Los habitantes de la Antigua Grecia tenían una concepción muy especial de los dioses. Para ellos los dioses formaban una gran familia, que vivía unida y en sintonía en una especie de paraíso que se encontraba tras el cúmulo de nubes del Monte Olimpo. Esta gran familia tan especial era gobernada por Zeus, el rey de los dioses.
Los dioses eran seres inmortales que lo controlaban absolutamente todo: la lluvia, los truenos, las cosechas, el tiempo, los terremotos, los desastres naturales, la llegada de descendencia, el futuro de cada individuo y también los movimientos de la luna, del sol y de todas y cada una de las estrellas que podemos apreciar en el firmamento.
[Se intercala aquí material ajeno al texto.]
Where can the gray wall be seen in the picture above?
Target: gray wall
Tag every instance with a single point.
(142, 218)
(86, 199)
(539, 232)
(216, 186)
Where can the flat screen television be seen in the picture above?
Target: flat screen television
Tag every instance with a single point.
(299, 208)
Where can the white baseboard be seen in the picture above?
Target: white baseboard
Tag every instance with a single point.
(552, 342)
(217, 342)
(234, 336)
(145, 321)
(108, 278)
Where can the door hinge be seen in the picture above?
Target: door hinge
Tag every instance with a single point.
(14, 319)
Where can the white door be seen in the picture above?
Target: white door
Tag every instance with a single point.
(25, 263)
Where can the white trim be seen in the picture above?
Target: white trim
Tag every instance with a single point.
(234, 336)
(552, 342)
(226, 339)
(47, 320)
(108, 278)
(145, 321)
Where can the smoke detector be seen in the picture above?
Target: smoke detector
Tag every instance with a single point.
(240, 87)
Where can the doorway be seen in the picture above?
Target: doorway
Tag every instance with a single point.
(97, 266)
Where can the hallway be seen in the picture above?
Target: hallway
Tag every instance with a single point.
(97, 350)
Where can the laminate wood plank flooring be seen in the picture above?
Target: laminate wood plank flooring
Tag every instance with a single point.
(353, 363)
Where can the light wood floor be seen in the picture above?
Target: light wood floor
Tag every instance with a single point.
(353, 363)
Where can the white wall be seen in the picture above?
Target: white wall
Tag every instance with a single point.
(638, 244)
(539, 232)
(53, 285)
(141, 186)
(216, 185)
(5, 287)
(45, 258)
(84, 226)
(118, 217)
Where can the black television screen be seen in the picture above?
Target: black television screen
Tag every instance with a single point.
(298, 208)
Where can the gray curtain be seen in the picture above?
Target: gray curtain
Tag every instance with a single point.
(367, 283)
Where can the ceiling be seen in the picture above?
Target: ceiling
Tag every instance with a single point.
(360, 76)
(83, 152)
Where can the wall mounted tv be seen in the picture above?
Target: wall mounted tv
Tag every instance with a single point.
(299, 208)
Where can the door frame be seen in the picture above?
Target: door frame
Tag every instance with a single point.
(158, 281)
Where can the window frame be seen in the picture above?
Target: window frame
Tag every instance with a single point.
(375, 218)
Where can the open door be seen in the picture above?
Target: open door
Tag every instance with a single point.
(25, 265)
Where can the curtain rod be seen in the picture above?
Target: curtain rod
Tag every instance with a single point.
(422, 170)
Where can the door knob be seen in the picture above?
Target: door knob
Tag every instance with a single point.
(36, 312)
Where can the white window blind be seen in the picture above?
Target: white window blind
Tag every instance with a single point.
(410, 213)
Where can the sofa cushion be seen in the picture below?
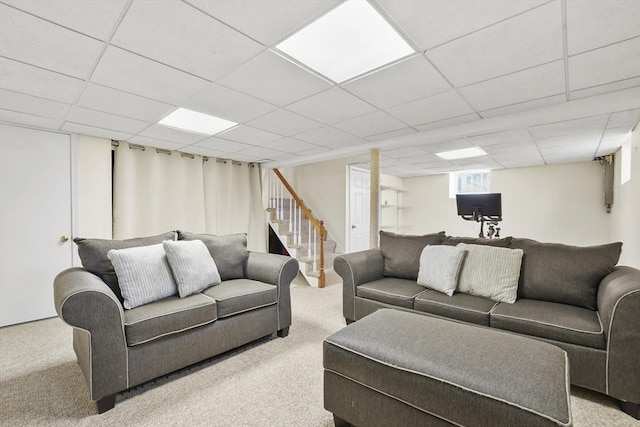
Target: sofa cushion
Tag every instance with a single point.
(401, 252)
(464, 307)
(502, 243)
(193, 268)
(93, 254)
(558, 322)
(564, 274)
(143, 274)
(168, 316)
(229, 252)
(390, 290)
(490, 272)
(439, 267)
(239, 295)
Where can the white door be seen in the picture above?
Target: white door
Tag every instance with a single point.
(359, 197)
(35, 220)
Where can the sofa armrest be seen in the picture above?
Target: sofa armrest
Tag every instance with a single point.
(356, 269)
(85, 302)
(619, 308)
(277, 270)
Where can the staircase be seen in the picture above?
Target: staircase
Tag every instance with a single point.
(302, 235)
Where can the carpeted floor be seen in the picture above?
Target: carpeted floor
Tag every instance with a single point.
(273, 382)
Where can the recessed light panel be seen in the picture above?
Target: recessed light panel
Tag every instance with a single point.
(350, 40)
(192, 121)
(462, 154)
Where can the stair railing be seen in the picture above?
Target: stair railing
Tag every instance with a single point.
(280, 190)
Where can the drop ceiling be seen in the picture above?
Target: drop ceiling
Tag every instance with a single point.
(530, 82)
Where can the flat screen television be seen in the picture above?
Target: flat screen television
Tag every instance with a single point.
(478, 207)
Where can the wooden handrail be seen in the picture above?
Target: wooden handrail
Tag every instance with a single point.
(317, 224)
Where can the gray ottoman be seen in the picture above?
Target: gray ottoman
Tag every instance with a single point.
(394, 368)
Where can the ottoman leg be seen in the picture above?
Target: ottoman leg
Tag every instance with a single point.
(339, 422)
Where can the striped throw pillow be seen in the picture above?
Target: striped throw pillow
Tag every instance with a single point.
(490, 272)
(143, 274)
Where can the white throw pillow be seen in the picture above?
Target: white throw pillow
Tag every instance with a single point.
(490, 272)
(192, 266)
(143, 274)
(439, 267)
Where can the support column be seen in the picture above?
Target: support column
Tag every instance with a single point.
(374, 206)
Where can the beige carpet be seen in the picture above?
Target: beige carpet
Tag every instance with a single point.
(274, 382)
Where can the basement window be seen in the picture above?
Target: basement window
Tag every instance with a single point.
(468, 182)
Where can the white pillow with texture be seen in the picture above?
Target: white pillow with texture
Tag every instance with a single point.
(490, 272)
(439, 268)
(143, 274)
(193, 267)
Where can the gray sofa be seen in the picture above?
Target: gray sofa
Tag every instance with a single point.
(573, 297)
(120, 348)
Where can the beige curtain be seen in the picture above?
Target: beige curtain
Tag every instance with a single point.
(155, 191)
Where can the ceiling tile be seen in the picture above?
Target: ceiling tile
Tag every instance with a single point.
(155, 143)
(527, 40)
(371, 124)
(30, 80)
(85, 116)
(177, 34)
(224, 145)
(228, 104)
(384, 136)
(48, 45)
(589, 23)
(114, 101)
(441, 21)
(172, 135)
(608, 64)
(27, 104)
(465, 118)
(93, 18)
(131, 73)
(439, 107)
(568, 127)
(249, 135)
(289, 145)
(400, 83)
(266, 21)
(331, 106)
(327, 136)
(533, 83)
(524, 106)
(96, 131)
(274, 79)
(496, 138)
(16, 117)
(284, 122)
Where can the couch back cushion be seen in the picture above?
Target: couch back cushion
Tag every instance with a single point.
(490, 272)
(564, 274)
(229, 252)
(93, 254)
(504, 242)
(401, 252)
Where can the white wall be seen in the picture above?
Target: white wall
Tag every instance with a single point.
(93, 183)
(557, 203)
(625, 212)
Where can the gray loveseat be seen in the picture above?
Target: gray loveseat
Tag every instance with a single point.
(573, 297)
(120, 348)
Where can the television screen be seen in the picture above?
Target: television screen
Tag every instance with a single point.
(477, 206)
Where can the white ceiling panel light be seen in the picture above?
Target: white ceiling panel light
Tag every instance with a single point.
(462, 154)
(192, 121)
(348, 41)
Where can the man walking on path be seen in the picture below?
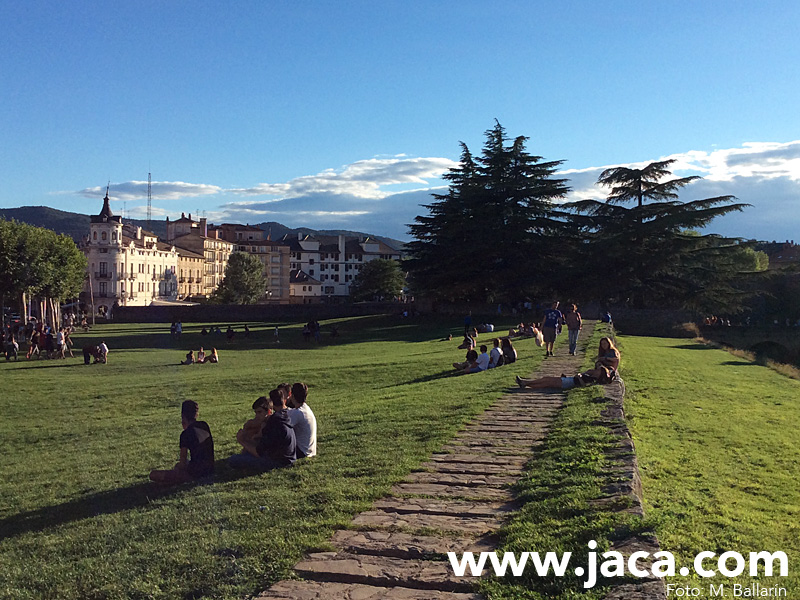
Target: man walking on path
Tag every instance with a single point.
(574, 325)
(552, 319)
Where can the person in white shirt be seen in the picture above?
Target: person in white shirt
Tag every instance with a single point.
(303, 421)
(483, 360)
(102, 352)
(496, 355)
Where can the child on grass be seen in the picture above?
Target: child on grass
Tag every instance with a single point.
(196, 449)
(251, 430)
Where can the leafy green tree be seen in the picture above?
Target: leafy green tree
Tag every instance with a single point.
(37, 263)
(243, 282)
(491, 236)
(378, 278)
(650, 254)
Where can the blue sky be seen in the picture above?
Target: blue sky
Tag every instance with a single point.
(345, 114)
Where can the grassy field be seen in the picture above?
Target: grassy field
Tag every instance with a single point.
(717, 439)
(557, 489)
(79, 520)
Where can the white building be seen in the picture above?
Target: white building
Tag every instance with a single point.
(127, 265)
(332, 262)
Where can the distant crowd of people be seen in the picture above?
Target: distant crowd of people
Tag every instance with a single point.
(202, 357)
(282, 431)
(43, 340)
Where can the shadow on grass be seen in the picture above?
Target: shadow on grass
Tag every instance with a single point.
(695, 347)
(110, 501)
(740, 363)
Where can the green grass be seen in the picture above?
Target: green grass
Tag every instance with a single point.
(717, 439)
(565, 475)
(79, 520)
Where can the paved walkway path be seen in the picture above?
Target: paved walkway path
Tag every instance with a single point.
(456, 503)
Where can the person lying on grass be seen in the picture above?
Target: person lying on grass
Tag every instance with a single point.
(196, 447)
(251, 430)
(277, 446)
(601, 375)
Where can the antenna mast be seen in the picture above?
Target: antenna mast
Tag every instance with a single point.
(149, 202)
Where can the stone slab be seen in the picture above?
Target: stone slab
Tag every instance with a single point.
(456, 467)
(383, 571)
(464, 479)
(452, 491)
(518, 460)
(316, 590)
(435, 506)
(407, 545)
(417, 521)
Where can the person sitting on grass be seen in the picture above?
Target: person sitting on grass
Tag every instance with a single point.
(601, 375)
(509, 352)
(607, 354)
(496, 355)
(251, 430)
(277, 447)
(102, 353)
(482, 363)
(196, 447)
(303, 422)
(468, 344)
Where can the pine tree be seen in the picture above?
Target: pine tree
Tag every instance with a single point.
(650, 254)
(491, 237)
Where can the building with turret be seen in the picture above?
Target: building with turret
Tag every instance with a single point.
(127, 266)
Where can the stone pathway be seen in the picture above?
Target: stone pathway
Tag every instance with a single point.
(457, 503)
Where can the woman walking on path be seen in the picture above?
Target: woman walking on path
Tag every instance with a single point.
(574, 326)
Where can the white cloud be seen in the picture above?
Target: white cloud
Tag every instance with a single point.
(362, 179)
(763, 174)
(161, 190)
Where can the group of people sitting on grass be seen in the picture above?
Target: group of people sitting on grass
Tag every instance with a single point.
(43, 340)
(503, 353)
(604, 371)
(283, 430)
(201, 357)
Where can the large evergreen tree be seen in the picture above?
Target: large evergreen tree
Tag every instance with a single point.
(489, 238)
(650, 254)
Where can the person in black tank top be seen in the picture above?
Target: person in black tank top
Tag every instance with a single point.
(196, 449)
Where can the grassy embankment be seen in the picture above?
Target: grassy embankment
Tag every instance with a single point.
(717, 442)
(79, 520)
(717, 439)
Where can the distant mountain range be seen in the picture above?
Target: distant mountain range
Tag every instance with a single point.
(76, 225)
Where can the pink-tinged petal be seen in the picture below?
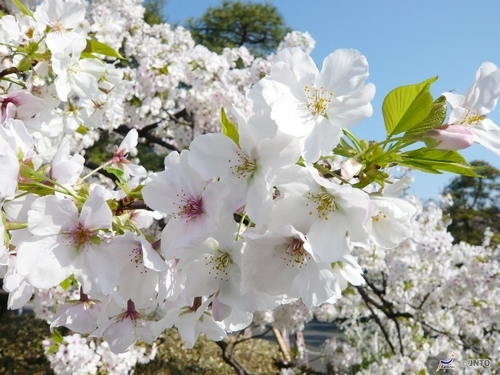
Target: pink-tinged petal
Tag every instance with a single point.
(72, 14)
(95, 268)
(151, 258)
(449, 137)
(293, 116)
(283, 81)
(51, 215)
(63, 87)
(483, 95)
(46, 262)
(344, 71)
(96, 213)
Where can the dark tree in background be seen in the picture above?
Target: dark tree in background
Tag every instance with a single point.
(476, 205)
(153, 14)
(258, 27)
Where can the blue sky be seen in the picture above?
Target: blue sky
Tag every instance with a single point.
(405, 42)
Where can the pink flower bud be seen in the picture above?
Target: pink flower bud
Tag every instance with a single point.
(448, 137)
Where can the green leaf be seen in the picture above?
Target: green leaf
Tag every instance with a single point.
(407, 106)
(120, 175)
(82, 130)
(94, 46)
(52, 349)
(66, 284)
(228, 128)
(437, 161)
(22, 8)
(436, 117)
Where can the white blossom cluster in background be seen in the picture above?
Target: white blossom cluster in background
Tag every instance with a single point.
(283, 208)
(75, 355)
(452, 293)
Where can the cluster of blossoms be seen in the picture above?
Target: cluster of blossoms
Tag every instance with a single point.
(430, 298)
(274, 209)
(73, 355)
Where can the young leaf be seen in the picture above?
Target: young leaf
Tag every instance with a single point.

A pesar de ser todopoderosos, la imagen de los dioses que tenían los habitantes de la Antigua Grecia era muy peculiar. Todos ellos tenían virtudes, pero también defectos, y podían ser pacíficos o violentos, sosegados o nerviosos, leales o traicioneros, bondadosos o especialmente crueles. Por esta imagen humanizada, los griegos se acercaban a la representación de los dioses con total normalidad.
Especialmente supersticioso y con una religiosidad extrema, el pueblo heleno ofrecía constantes sacrificios a estos seres superiores. A través de los sacrificios pedían deseos y recordaban en todo momento a los dioses sus plegarias para que les fueran concedidas.
Por ese motivo, en la distribución urbanística de las antiguas ciudades griegas, los espacios prioritarios de la urbe están ocupados precisamente por los muchos templos, santuarios, templetes y altares construidos en aquella época.